Now that the retirement years are here, I find my thoughts drifting from time to time as to what I’ll leave behind someday. I wonder about the imprint my one small life might leave upon the road I have traveled. Sadly, there may be more than a few potholes left by one bent on a prodigal heart. I mourn that possibility and wonder about the lives I may have impacted negatively for the Kingdom. But there have been good times too. The sweet breath of God has passed through this fragile flesh, surely accomplishing some of His purposes. I have not always loved well, but I have loved. I have spoken careless words, but I have also spoken God’s Word which promises never to return to Him empty. I’ve failed to love God with all my heart, soul, mind and strength but my desire to do so is greater than ever. There were days when I clung only to the hem of His garment, but most days it was He who held me fast, speaking ever so softly in the quiet of my heart, “You are mine”.
More than a few times I’ve commented on leaving a Godly legacy and I believe the desire to leave behind good and holy things for those we love is healthy. But a fragment of a song recently pierced my heart and I recognized something I’d never considered before. A legacy is about me.
Is that really what I want?
I’m pretty sure that John the Baptist had this one down. Jesus’ description of John was: “among those born of women, there is no one greater than he”. Yet John knew that in the larger scheme of things, his own greatness was of passing importance. Of Jesus, John said, “He must become greater, I must become less”. I will forever look to John not for what he did, but for what he did not do…cling to his own greatness.

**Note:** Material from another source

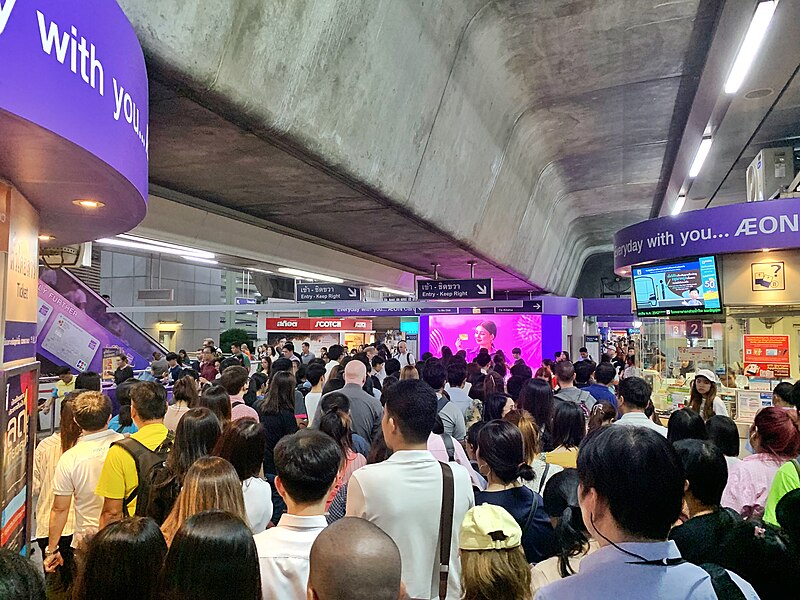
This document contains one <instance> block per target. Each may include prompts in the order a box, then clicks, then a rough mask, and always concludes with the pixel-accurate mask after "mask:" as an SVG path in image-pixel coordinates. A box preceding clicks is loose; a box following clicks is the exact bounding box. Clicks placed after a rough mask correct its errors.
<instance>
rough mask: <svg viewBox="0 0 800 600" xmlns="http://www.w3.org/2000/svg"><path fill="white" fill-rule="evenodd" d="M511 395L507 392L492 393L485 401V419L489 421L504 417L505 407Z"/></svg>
mask: <svg viewBox="0 0 800 600" xmlns="http://www.w3.org/2000/svg"><path fill="white" fill-rule="evenodd" d="M510 398H511V396H508V395H506V394H491V395H489V397H487V398H486V399H485V400H484V401H483V420H484V421H486V422H487V423H488V422H489V421H494V420H495V419H502V418H503V409H504V408H505V406H506V404H508V401H509V399H510Z"/></svg>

Really it matters little what anyone thinks about us once we’re gone, as life continues at a furious pace for those remaining. But let’s be honest. Happy times filled with laughter, tender moments of love, and family tradition are certainly good things. They fill our own hearts and the hearts of others with great joy. The problem is not in their value, but in their longevity. All these things will pass away at some point.
I must ask myself, “Where am I sowing eternity in the hearts of those I love? Or in the hearts of those who cross my path?” I’ve learned it doesn’t occur by wishing and hoping and staying at a distance as I’d prefer to do some days. It happens by purposefully engaging, maybe never knowing what impact I might have on a life for the kingdom of God. It’s sowing Jesus seeds…purposefully, passionately and prayerfully… “ a long obedience in the same direction” as the recently deceased Eugene Peterson has written about. This is not my natural flinch.
Maybe it won’t be so painful to leave this earth and wonder what I’ve left behind if I’ve already left everything behind to follow Him now. Maybe today, this very day, I’ll reassess what really belongs to me which is precious little.
There is only One lasting inheritance that’s mine to give. Jesus. In the end, it’s the utterance of His name that splits open the glory of God. The finished, perfect work of the God-man. May His Name be on my lips and all that remains after I take my last breath.
“I don’t want to leave a legacy. I don’t care if they remember me. Only Jesus.”